Data Quality:

It is important to make sure the data you use is valid. An outlier data point can dramatically reduce the fit of a model, so it is critical that bad data points be moved. In the case of the Store24 data, we will assume that all managers have some experience, so remove any data points where the manager experience is zero.

Regression Analysis

First, you should run a full model for profit that includes both tenure and site location related variables. Tenure related variables are MTenure and CTenure. Site location related variables are population, number of competitors, street level visibility, pedestrian access, type of neighborhood, and whether a store stays open 24 hours. These variables are also defined on page 4 of the case Store24 (A).

First you should determine if all variables contribute to our understanding of the model. Use the p-value for each coefficient to decide (a value of 0.05 is typically used to decide whether a variable should be included). If any variables are not significant, copy the worksheet, remove the variable and run the regression again. In your report you should explain how well the model fits (e.g. describes the factors that impact profit).

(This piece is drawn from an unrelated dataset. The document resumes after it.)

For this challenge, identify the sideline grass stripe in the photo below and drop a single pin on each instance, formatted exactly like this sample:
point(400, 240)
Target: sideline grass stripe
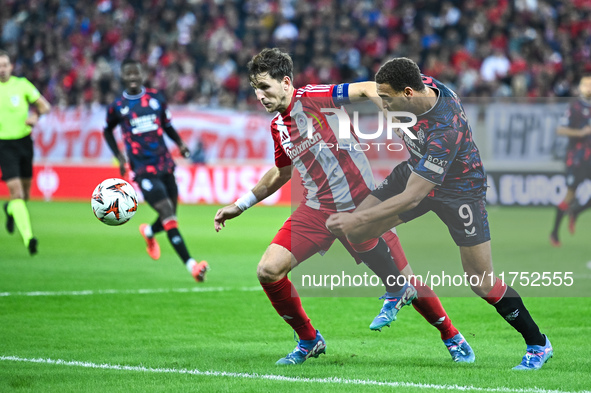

It is not commonly understood how to evaluate the “impact” of the independent variables. The variables have to have a p-value that is significant (otherwise we can’t say there is a relationship), but how small the p-value is does not tell us how important the variable is. A good way to understand the impact of the variable is to find the range of values it can take, and then multiply that range by the value of the coefficient. That tells you the maximum impact that the variable can have on the problem.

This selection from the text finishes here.